In the machine learning part of the study, two different situations were investigated, case 1 (140 frames, 3360 instances) and case 2 (20 frames, 480 instances). The algorithms that showed the best performance were K-nearest Neighbors (case 1) and Decision Tree Classification (case 2). However, as indicated by Table 4, overfitting occurs in the Decision Tree Classification algorithm and consequently should not be considered a good classifier. Overfitting happens when there is a significant difference in accuracy between training and test sets. Overfitting is undesirable as it implies a lack of generalization beyond the training set. Overfitting is one of the main limitations of Decision Tree Classification and Random Forest Classification algorithms.17 Regularization techniques can be applied to solve or minimize overfitting as a part of pre-processing. However, this goes beyond the scope of the current study. Consequently, considering the performance on the training set for cases 1 & 2, and the non-overfitting algorithms, K-NN is the classifier that reached the best performance in the current work (83.93 % accuracy in case 1 and 92.7 % in case 2). K-NN is a supervised algorithm based on the principle that instances of a given dataset generally reside near other instances with similar characteristics.17 The advantages of K-NN include simplicity, speed, and easiness of implementation. The disadvantages of K-NN include not working well with too large datasets or with high dimensions.18 However, these general disadvantages do not apply to the current work, since the dataset used in the training phase was not too large and we were working in two dimensions (only two parameters, α and β, were used to feed the algorithm). Consequently, as the inherent disadvantages of the algorithm were minimized, especially regarding dimensionality, we speculate this might be the reason the K-NN algorithm scored the highest (83.93 % accuracy in case 1 and 92.7 % in case 2).

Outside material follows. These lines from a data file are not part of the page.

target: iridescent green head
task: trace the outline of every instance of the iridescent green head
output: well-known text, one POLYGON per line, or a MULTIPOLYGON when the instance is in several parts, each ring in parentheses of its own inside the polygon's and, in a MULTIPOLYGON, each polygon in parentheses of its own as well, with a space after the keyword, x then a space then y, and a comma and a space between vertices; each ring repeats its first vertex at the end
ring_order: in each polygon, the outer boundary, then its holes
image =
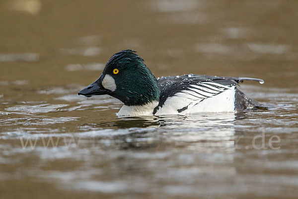
POLYGON ((99 78, 80 91, 78 95, 88 97, 109 95, 127 105, 158 101, 160 92, 157 82, 136 52, 126 50, 113 55, 99 78))

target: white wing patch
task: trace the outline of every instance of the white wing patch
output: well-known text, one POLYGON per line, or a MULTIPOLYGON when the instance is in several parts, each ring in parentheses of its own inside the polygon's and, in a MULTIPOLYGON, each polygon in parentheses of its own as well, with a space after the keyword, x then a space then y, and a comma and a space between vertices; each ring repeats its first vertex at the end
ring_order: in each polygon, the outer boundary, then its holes
POLYGON ((234 112, 234 85, 200 82, 167 99, 155 115, 234 112))

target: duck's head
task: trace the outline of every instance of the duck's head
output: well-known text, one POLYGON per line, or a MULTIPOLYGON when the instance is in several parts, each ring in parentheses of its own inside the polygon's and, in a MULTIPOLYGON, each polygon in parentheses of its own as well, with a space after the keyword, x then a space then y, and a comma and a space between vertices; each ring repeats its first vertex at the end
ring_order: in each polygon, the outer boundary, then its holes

The main limitation of the current work is the limited sample size. Twenty-four eyes are enough to investigate group means of α(t) and β(t) parameters and traditional statistics can be applied to successfully discriminate between groups, as it was shown in the current work and previous literature.20 However, by definition, machine learning techniques need to learn from a large dataset to be later efficient and achieve high performance. Consequently, 24 eyes is not a sample size large enough to directly apply supervised machine learning methods. To overcome this limitation, instead of using a single α and β per eye (24 instances), we used the complete data available, this is, calculating α and β per eye and frame. Two cases were investigated, case 1 (140 frames, 3360 instances) and case 2 (20 frames, 480 instances). When only considering the 20 first frames, case 2, the highest performance was obtained (92.7 % accuracy), as indicated by Table 3. However, as this data is clustered, as shown in the right part of Fig. 4, this result might be subjected to overfitting. However, in case 1, the performance is still high (83.93 %) and would not be so strongly affected by overfitting. It is also worth mentioning that data quality is often more critical than data quantity to implement a supervised machine learning algorithm successfully.23 Dirty data, i.e., inaccurate, incomplete, or inconsistent data, often leads to misclassifications.23 In the current work, we fed the machine learning algorithms with only two parameters (α and β) that proved to be independent and statistically significant different between control and suspect glaucoma eyes according to traditional statistics. Using clean and meaningful data, as it was done in the current work, enhances the performance and robustness of the training algorithms.23 Nevertheless, future works should repeat the investigation here presented with a larger sample size.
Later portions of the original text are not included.